Terapie oncologiche somministrate per via sottocutanea anziché endovenosa e una gestione più snella dei processi all’interno della Struttura sanitaria. Questi gli obiettivi del progetto promosso dall’Ospedale La Maddalena di Palermo, in collaborazione con Roche, volti a migliorare i percorsi di cura del tumore alla mammella Her2+, forma particolarmente aggressiva della malattia e per la quale oggi esistono trattamenti efficaci, disponibili in formulazioni sottocute. Attraverso un approccio di lean management, sono state esaminate tutte le fasi del percorso di cura delle pazienti con tumore alla mammella Her2+ all’interno dell’Ospedale, dall’accettazione al prelievo, alla prescrizione del farmaco, alla sua preparazione e infine somministrazione. Insieme al team multidisciplinare di Oncologi, Farmacisti ospedalieri, Infermieri e alla Direzione Strategica, sono state definite le aree di miglioramento, su cui la Struttura si è impegnata a intervenire. In particolare, è stata definita una fascia oraria specifica per le somministrazioni per via sottocutanea, facilitando la programmazione e riducendo i tempi di attesa; è stata introdotta la possibilità per le pazienti di effettuare il prelievo il giorno prima della seduta terapeutica, in modo da avere i referti pronti prima dell’inizio del ciclo di terapia; per le pazienti che preferiscono fare il prelievo il giorno stesso, è stato attivato un sistema di notifica che avvisa appena il referto è pronto, eliminando l’attesa passiva della paziente. L’adozione di queste nuove procedure ottimizzate, unita all’efficacia e rapidità della terapia somministrata per via sottocutanea in sostituzione di quella endovenosa, spiega la Struttura, ha prodotto un doppio beneficio tangibile, con un chiaro risparmio di tempo per pazienti e personale sanitario, oltre al conseguente risparmio di risorse operative e finanziarie per l’Ospedale.

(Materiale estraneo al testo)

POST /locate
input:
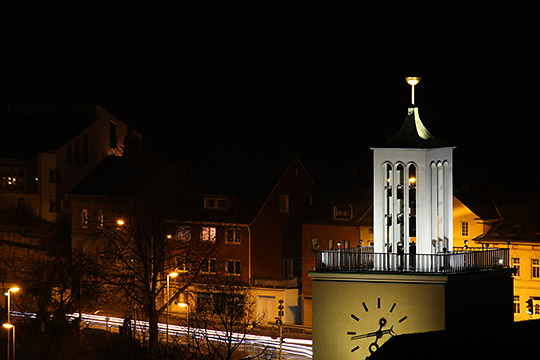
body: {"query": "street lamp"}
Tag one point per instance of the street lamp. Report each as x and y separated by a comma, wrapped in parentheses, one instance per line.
(171, 275)
(8, 294)
(9, 326)
(186, 306)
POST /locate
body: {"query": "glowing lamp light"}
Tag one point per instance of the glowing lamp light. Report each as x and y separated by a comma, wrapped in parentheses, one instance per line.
(413, 80)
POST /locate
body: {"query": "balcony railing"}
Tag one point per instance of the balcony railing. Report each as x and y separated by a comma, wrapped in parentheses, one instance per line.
(363, 259)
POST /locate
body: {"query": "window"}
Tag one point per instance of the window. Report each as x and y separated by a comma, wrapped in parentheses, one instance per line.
(288, 268)
(210, 266)
(342, 212)
(233, 267)
(55, 175)
(208, 233)
(283, 204)
(84, 218)
(182, 265)
(535, 267)
(515, 265)
(314, 244)
(112, 135)
(183, 233)
(100, 218)
(464, 229)
(77, 152)
(70, 155)
(514, 230)
(233, 236)
(85, 149)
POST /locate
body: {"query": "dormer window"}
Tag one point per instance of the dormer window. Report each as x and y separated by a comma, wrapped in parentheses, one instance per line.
(215, 202)
(342, 212)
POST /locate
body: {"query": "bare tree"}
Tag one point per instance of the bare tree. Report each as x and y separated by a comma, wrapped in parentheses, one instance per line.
(135, 249)
(225, 313)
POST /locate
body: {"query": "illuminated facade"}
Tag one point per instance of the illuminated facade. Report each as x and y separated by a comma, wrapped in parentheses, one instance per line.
(42, 179)
(411, 280)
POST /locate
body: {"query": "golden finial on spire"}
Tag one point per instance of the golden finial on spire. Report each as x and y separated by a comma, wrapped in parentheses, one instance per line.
(412, 80)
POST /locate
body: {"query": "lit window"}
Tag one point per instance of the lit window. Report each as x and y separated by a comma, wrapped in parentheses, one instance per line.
(535, 265)
(233, 236)
(183, 233)
(215, 202)
(113, 142)
(84, 218)
(342, 212)
(288, 268)
(516, 266)
(283, 203)
(464, 229)
(208, 233)
(210, 267)
(100, 219)
(233, 267)
(182, 265)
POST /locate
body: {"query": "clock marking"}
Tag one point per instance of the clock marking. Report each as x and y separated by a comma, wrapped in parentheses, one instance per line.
(365, 306)
(384, 329)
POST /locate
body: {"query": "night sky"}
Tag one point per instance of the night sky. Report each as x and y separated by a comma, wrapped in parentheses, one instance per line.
(325, 77)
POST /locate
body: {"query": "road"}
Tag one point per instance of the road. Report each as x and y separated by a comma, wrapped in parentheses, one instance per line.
(293, 349)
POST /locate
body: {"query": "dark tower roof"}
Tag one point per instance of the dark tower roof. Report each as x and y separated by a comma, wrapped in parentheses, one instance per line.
(413, 134)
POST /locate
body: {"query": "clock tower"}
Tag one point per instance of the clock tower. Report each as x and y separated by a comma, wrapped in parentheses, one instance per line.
(412, 202)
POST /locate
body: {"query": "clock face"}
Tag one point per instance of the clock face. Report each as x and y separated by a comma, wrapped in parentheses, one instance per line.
(374, 323)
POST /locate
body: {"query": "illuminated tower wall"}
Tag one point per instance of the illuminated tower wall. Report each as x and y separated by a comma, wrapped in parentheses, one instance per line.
(412, 203)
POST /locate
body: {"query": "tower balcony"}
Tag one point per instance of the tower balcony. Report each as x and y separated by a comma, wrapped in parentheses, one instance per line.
(364, 259)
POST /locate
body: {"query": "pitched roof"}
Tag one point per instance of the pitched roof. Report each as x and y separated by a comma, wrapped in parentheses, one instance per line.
(27, 128)
(520, 214)
(413, 134)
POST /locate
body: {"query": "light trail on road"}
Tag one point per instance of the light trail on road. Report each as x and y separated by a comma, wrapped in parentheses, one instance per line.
(295, 347)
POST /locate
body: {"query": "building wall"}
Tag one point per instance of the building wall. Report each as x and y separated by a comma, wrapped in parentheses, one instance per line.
(526, 285)
(358, 305)
(276, 235)
(339, 296)
(462, 214)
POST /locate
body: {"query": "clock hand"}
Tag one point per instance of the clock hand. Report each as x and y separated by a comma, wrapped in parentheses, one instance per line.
(378, 334)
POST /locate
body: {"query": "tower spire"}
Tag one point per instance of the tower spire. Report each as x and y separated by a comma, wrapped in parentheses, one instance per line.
(412, 80)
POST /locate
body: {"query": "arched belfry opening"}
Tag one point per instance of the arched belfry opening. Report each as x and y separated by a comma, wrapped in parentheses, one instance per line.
(412, 190)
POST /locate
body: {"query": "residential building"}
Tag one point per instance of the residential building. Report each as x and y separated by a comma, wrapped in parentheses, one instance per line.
(246, 212)
(65, 144)
(518, 230)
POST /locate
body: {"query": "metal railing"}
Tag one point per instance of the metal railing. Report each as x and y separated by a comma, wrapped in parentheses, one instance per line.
(363, 259)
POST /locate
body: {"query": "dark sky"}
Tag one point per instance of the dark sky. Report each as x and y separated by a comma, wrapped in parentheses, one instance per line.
(323, 75)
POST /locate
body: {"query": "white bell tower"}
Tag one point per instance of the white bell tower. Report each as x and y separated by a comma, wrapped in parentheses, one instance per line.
(412, 200)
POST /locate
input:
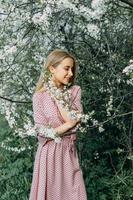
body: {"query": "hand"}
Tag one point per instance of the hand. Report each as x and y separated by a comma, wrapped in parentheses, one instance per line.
(72, 123)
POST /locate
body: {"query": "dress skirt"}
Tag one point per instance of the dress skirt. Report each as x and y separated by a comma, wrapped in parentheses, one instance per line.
(57, 174)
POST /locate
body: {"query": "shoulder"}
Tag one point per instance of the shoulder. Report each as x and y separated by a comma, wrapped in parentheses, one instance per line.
(76, 88)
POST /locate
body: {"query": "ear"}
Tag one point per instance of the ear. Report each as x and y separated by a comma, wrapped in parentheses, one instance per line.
(52, 69)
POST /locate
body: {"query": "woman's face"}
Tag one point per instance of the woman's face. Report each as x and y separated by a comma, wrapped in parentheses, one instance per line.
(62, 74)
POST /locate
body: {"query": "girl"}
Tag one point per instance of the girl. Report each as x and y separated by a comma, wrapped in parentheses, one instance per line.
(57, 112)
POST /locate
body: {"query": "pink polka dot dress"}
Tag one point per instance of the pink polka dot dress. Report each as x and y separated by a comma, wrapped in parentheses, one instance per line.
(56, 173)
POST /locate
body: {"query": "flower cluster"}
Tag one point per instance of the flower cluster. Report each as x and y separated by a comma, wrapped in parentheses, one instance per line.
(48, 132)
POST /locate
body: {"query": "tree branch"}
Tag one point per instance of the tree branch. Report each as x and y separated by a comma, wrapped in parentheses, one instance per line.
(129, 2)
(13, 101)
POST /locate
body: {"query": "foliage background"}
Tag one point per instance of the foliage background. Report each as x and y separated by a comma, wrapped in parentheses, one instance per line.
(99, 33)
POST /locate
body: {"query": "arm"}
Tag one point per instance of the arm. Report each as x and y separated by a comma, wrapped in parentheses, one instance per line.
(40, 119)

“L’uso della terapia pertuzumab/trastuzumab sottocute per il trattamento del tumore della mammella con iperespressione di Her2, ha permesso di ridurre i tempi di somministrazione da 90 a 5 minuti, rispetto alla formulazione endovena”, dichiara il dott. Carmelo Carlo Arcara, responsabile dell’Unità Operativa di Oncologia Medica presso la Struttura. “Questa formulazione innovativa ha consentito di mantenere invariata l’efficacia terapeutica e ridurre il tempo di permanenza in Ospedale delle pazienti: tempo guadagnato per la famiglia, gli amici o il lavoro. Inoltre, durante la somministrazione della terapia, che richiede la vicinanza continuativa dell’Infermiere, la paziente può ricevere un’assistenza di maggiore qualità e la relazione di cura ne beneficia.”

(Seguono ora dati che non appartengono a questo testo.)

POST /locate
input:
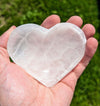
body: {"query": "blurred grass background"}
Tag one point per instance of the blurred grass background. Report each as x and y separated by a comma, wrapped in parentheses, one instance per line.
(17, 12)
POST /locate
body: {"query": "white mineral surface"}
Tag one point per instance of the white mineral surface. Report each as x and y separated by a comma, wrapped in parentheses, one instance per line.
(47, 54)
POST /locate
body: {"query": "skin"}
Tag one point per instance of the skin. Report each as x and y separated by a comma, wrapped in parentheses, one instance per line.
(17, 88)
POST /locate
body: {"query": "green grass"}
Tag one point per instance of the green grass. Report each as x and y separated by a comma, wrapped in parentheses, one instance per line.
(17, 12)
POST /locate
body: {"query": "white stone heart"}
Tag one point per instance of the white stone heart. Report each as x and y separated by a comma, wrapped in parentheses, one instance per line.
(47, 54)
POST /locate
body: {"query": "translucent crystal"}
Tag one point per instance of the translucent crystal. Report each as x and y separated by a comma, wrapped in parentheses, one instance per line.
(47, 54)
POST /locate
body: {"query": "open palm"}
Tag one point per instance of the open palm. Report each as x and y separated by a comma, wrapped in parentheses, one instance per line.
(17, 88)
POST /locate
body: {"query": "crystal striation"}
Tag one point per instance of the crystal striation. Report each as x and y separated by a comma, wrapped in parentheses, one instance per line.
(47, 54)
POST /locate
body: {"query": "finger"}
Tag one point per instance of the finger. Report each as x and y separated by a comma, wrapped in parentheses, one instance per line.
(91, 47)
(76, 20)
(4, 37)
(89, 30)
(4, 59)
(51, 21)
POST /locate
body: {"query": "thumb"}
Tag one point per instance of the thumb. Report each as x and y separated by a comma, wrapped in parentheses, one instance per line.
(4, 37)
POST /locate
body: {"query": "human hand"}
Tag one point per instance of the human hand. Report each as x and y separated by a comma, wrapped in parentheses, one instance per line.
(17, 88)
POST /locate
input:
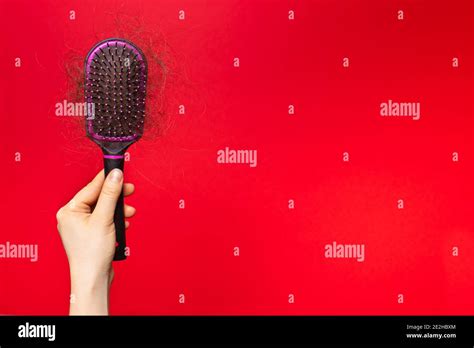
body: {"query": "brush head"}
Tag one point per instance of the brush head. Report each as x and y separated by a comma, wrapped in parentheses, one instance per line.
(115, 89)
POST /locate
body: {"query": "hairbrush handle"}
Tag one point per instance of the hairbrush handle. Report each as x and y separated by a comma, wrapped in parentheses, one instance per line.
(112, 162)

"L’approccio di lean management ci ha permesso di analizzare in profondità i processi interni, eliminando sprechi ed eccessi, mentre la modalità di somministrazione sottocutanea ha reso possibile una gestione più snella e meno invasiva delle cure, con un impatto positivo sia sulla qualità di vita dei pazienti sia sull’impiego delle risorse sanitarie”, afferma il dott. Francesco Cascio, direttore sanitario. “Queste innovazioni organizzative e cliniche rappresentano un passo avanti importante per offrire un’assistenza più tempestiva, efficace, sostenibile e umanamente vicina ai bisogni di chi si affida ai nostri servizi.”

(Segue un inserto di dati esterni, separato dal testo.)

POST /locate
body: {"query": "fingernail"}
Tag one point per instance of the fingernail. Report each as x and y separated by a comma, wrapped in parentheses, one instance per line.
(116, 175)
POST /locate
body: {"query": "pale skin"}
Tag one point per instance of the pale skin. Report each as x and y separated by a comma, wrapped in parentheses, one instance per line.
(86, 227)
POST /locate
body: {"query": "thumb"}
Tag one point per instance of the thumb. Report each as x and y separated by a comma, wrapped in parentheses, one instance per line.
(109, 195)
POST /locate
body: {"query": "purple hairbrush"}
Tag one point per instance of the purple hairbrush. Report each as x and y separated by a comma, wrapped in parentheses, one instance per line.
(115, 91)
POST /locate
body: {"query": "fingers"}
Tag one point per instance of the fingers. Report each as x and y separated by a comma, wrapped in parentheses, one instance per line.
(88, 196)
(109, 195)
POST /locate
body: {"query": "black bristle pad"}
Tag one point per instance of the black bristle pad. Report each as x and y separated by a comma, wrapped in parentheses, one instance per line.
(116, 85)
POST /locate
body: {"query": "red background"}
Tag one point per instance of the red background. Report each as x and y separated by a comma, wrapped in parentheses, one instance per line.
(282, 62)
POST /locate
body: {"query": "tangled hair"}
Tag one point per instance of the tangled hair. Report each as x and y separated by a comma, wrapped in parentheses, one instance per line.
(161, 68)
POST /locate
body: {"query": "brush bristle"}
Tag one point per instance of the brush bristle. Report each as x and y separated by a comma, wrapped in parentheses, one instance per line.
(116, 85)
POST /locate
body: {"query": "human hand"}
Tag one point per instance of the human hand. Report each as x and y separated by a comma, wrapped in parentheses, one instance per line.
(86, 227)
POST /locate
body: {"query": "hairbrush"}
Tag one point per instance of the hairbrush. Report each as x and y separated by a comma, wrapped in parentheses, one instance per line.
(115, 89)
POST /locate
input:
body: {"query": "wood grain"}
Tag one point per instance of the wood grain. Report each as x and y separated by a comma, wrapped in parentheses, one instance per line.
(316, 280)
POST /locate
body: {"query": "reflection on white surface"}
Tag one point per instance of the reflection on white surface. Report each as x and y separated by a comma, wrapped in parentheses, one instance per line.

“Grazie al progetto di lean management e ad un sistema di gestione delle terapie oncologiche totalmente informatizzato e tracciato, abbiamo riorganizzato i flussi di lavoro, introducendo per esempio uno slot orario dedicato alla somministrazione sottocute”, spiega la dott.ssa Germana Marengo, responsabile della Farmacia dell’Ospedale. “La maggiore efficienza acquisita nella gestione delle terapie si è tradotta in un significativo risparmio di tempo per il personale dedicato, come Farmacisti e Infermieri preparatori, che è stato reinvestito in altre attività, migliorando la qualità dell’assistenza erogata al paziente. Il cambiamento introdotto ha quindi portato un prezioso valore aggiunto in termini di sicurezza, efficienza e qualità del Servizio di Farmacia, attento sia alle dinamiche aziendali che al valore del paziente.”